日本語学校の作文のクラスには、中国系の学生もいます。
国籍はアメリカ、カナダ、オーストラリア、オランダなどさまざま。そして、台湾、香港、中国本土の学生もいます。
学生のリストには英文の名前しか記入されていないので、漢字の名前を聞きます。
漢字文化圏の日本語を学ぶのですから、漢字の名前を使ってほしいし、個人的に中国の姓名に興味もあります。
そんな光景をうらやましそうにながめる欧米系の学生からは「先生、私にも漢字の名前をつけてください」というリクエストが出ます。たとえばジュリアは樹里亜、ジャステンは蛇寿天(蛇がかっこいいから、ぜひ蛇の字を使ってほしいというリクエストされました)。
中国系アメリカ人の女の子は、「雪麗」という名前でした。
1月生まれで、雪がきれいに積もった日に生まれたそうです。両親の思いが込められた美しい名前です。
一方、「霜」という名前の香港の女の子がいました。「秋か冬に生まれましたか?」と聞くと「いいえ、私は夏の暑い日に生まれました。バランスを取るための名前です」とのこと。
もしかしたら両親は八字(四柱推命)の専門家に相談したのかも。五行の水を喜ぶ命式なのかもしれません。
生まれた季節の勢いの五行に応じた名前をつけるか、バランスを取るために別の五行の名前をつけるか。中華圏の命名は奥深いものだと感心しました。
私の名前も、偶然ですが、五行の喜ぶ気を象徴する漢字が入っています。平凡でおもしろくない名前だと思っていましたが、今では親に感謝しています。
T.S.エリオットに「猫に名前をつけるのはむずかしい。休日のお遊びなんかじゃない」という詩があります。

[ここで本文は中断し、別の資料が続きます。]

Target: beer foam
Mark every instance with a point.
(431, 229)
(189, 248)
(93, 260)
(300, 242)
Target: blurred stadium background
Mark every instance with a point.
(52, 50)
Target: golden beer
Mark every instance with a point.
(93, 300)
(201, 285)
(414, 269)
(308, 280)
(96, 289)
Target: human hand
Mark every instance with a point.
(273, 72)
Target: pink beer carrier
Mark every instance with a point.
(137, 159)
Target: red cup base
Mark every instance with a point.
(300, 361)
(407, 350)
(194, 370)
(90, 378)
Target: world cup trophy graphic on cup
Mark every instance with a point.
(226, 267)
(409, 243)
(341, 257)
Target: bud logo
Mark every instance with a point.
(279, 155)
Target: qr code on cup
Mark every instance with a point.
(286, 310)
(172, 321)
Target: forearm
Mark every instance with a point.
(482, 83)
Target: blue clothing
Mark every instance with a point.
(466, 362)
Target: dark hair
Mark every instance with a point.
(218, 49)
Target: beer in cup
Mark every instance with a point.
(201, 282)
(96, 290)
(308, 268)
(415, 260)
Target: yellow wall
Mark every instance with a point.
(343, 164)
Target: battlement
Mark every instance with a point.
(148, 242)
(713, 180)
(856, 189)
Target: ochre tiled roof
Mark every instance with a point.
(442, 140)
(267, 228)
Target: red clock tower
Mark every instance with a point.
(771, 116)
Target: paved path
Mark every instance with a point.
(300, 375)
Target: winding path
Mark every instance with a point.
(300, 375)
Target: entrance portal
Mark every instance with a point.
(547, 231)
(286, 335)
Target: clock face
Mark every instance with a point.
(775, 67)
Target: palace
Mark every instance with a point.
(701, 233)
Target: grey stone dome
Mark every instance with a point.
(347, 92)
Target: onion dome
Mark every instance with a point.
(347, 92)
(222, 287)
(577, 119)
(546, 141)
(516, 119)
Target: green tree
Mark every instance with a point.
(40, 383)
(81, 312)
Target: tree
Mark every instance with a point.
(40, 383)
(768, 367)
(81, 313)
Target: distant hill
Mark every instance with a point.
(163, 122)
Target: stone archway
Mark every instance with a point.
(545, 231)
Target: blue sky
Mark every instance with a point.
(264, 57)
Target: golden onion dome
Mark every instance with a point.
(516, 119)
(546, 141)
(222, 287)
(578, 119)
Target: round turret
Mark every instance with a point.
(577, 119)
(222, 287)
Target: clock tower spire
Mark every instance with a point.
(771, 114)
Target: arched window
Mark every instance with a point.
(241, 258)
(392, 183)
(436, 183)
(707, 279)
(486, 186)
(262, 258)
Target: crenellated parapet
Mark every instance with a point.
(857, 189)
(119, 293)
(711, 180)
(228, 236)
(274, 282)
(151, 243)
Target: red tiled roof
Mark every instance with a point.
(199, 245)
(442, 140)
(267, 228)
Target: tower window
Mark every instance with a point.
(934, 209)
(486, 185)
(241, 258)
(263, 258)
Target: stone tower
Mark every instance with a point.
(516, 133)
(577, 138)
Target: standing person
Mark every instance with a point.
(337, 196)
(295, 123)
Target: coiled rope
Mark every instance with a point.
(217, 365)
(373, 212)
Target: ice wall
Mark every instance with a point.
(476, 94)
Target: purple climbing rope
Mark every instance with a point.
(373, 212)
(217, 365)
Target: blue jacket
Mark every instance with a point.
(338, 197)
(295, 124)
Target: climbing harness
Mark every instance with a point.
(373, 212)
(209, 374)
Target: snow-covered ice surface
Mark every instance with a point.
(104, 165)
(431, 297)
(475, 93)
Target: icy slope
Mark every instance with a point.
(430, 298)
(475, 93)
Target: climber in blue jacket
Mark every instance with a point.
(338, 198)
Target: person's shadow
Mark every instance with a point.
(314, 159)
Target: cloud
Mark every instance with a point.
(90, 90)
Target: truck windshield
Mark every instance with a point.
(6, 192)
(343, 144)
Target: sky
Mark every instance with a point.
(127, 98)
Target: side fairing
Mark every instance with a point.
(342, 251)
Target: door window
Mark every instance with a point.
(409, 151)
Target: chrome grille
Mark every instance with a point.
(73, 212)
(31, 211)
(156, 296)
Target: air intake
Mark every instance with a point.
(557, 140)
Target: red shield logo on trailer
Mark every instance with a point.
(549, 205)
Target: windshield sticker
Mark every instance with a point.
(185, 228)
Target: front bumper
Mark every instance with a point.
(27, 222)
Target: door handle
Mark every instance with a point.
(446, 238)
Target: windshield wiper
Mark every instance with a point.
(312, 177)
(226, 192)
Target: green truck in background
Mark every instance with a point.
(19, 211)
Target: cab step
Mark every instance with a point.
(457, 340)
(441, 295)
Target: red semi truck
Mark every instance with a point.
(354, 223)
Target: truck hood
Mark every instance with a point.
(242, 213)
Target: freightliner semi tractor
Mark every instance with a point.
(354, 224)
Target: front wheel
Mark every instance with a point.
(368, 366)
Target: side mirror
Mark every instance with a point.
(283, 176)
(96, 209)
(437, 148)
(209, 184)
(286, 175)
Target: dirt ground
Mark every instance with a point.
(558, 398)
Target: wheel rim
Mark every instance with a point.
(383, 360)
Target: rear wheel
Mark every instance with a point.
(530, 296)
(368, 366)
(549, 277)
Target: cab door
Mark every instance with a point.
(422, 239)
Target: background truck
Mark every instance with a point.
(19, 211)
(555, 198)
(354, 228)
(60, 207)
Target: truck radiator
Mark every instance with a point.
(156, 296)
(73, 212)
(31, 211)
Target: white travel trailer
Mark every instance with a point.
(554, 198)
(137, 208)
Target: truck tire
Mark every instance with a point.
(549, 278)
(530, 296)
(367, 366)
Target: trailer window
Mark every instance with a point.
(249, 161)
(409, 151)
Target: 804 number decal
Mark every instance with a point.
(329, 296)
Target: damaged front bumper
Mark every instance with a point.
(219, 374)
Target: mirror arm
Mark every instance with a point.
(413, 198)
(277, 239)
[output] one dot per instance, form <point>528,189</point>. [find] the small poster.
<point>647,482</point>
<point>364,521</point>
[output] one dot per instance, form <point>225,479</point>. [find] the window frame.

The Naming of Cats is a difficult matter,
It isn't just one on your holiday games.
真剣に考え始めるとなかなか名前がつけられませんが、別名やペンネームとなると気楽に楽しめます。
先日の教室では「別名:大魔王」「別名:天使」と書いて作文を提出する学生がいました。マクシミリアンとか、セバスチャンとか立派な本名があるのに。
「だって、大魔王は強いし、かっこいいから」「エンジェルという名前でゲームをやっています」と学生たちは説明します。
日頃から「クリエイティブな日本語を書きましょう」とはげましているのですから、私のクラスでは、自由な発想で好きな名前を名乗ってほしいと思います。